CBS News posted the transcript of the interview while we were all waiting for the basketball game to end, so I had a chance to read it and then watch. Several aspects of the interview struck me as worth pondering, and we’ll see how they play out in the days ahead.
• Daniels said Trump told her she reminded him of his daughter Ivanka. Trump’s sexualized talk about Ivanka has been remarked upon for years, but repetition makes it no less vile. In 2004, Trump said to Howard Stern that it was all right for Stern to call Ivanka “a piece of ass.” The future president assessed the quality of his daughter’s breasts, too. There are other examples I could cite, but I’ll simply note that, just last week, Karen McDougal, a former Playboy model who says she had sex with Trump, told Anderson Cooper in a CNN interview that Trump said she was “beautiful like her” — that is, like Ivanka. This is deeply disturbing behavior if true.
• Daniels has some serious credibility issues. I found Daniels to be believable — articulate and composed, with no obvious holes in her story. But that’s not the same thing as being credible. Cooper bore in on her and her lawyer, Michael Avenatti, noting that she had signed a nondisclosure form Cohen gave her and took the $130,000, and had signed statements on other occasions saying she’s never had sex with Trump. “How do we know you’re telling the truth?,” Cooper asked Daniels. Her response: “’Cause I have no reason to lie. I’m opening myself up for, you know, possible danger and definitely a whole lot of s***.” Avenatti, speaking of his client’s past denials, conceded: “I think there’s no question that it calls into question her credibility.”
• Anderson Cooper is a first-rate interviewer. It’s too bad that Cooper’s CNN gig has been reduced to presiding over panels of empty — sorry, I mean talking — heads. He’s a fine journalist, and he did a calm, professional, and thorough job on Sunday. He managed the difficult task of letting Daniels tell her story without seeming to endorse it in any way. As I said, he pressed Daniels and Avenatti hard on the credibility issue. He also questioned Avenatti on his (distant) past as a Democratic operative. Cooper got experts to discuss the possible campaign-finance violation, and viewers came away understanding that it’s not at all clear whether that aspect of the story is especially important — although it could be.

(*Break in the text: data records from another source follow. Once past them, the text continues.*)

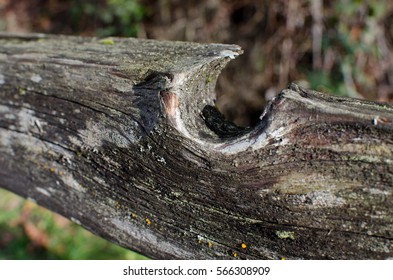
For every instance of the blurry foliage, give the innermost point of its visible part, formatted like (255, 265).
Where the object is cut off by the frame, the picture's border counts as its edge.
(109, 17)
(28, 231)
(351, 37)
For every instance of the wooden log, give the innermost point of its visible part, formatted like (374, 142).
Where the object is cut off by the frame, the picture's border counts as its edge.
(118, 136)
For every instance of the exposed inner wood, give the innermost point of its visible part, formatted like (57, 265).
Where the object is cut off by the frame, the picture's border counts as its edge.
(113, 137)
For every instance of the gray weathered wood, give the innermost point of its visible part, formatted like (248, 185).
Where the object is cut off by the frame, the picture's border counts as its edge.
(110, 134)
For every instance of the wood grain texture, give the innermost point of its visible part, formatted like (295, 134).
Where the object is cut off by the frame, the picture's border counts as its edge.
(112, 137)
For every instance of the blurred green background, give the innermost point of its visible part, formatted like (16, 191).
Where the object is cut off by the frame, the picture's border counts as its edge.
(341, 47)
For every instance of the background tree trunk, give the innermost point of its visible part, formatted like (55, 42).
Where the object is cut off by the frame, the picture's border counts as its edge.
(114, 134)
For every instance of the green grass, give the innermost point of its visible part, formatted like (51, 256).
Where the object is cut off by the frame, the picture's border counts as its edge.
(28, 231)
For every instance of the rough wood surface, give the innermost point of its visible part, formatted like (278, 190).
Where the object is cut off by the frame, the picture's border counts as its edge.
(111, 134)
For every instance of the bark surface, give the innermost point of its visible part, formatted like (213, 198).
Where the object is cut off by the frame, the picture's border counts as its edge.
(116, 135)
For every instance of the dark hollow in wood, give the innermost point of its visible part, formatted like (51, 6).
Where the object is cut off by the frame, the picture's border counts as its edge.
(111, 135)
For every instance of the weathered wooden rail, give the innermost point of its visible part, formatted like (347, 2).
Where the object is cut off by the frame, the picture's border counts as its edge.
(110, 133)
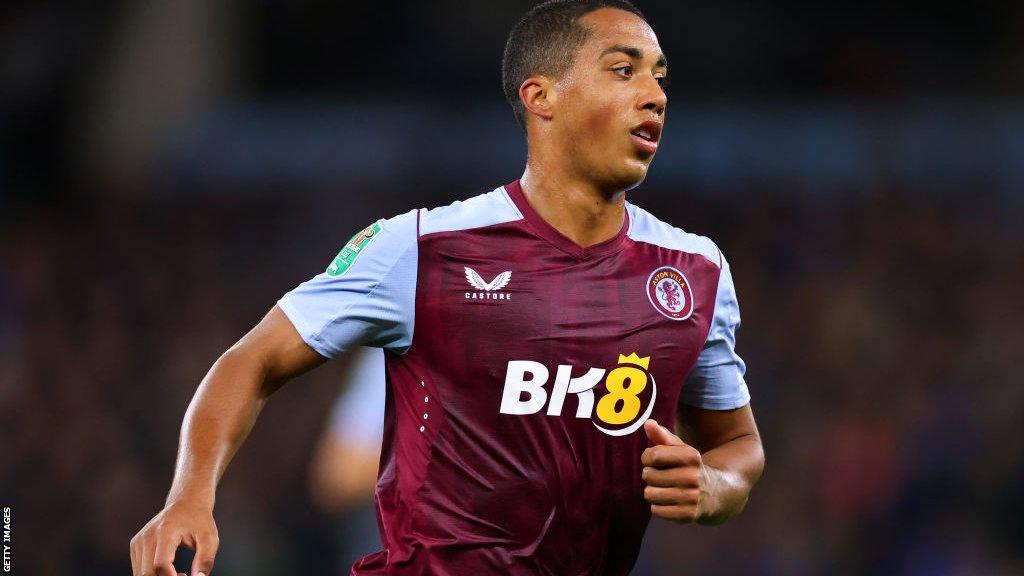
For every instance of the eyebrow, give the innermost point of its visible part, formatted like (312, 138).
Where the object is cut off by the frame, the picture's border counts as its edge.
(633, 52)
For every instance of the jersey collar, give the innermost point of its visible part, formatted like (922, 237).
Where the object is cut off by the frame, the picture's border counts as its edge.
(547, 232)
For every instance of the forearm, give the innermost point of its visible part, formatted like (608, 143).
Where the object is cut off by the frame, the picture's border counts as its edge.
(730, 471)
(217, 422)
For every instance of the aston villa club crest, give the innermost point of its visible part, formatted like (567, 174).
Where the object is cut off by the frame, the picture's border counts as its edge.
(670, 293)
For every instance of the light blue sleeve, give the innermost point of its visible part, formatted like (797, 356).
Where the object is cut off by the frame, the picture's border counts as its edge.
(368, 294)
(357, 416)
(717, 379)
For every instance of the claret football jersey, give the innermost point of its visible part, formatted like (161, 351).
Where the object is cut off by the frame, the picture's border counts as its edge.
(520, 368)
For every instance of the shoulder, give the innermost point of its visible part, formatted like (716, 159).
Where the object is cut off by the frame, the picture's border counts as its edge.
(646, 228)
(483, 210)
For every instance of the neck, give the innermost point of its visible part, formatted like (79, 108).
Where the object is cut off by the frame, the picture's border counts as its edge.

Daniels was a tease on perhaps the most titillating question of the night — whether she has videos, photos, or other records that would prove embarrassing to Trump. Under the nondisclosure agreement, she was supposed to turn over any such documents. But she’s already violated the agreement (she and Avenatti say there is no agreement because Trump never signed it), so who knows what might come next? As The New York Times noted over the weekend, Trump has never tweeted about Daniels. We may speculate on the reasons for that.
The most likely effect of the Daniels interview is that it will feed into Trump’s towering rage and the utter chaos that is surrounding him, as reported in another Times article on Saturday. If nothing else, Daniels’ decision to wage a public battle with Trump could very well lead the president to lash out in other directions. It’s a frightening prospect, but we live in dark times.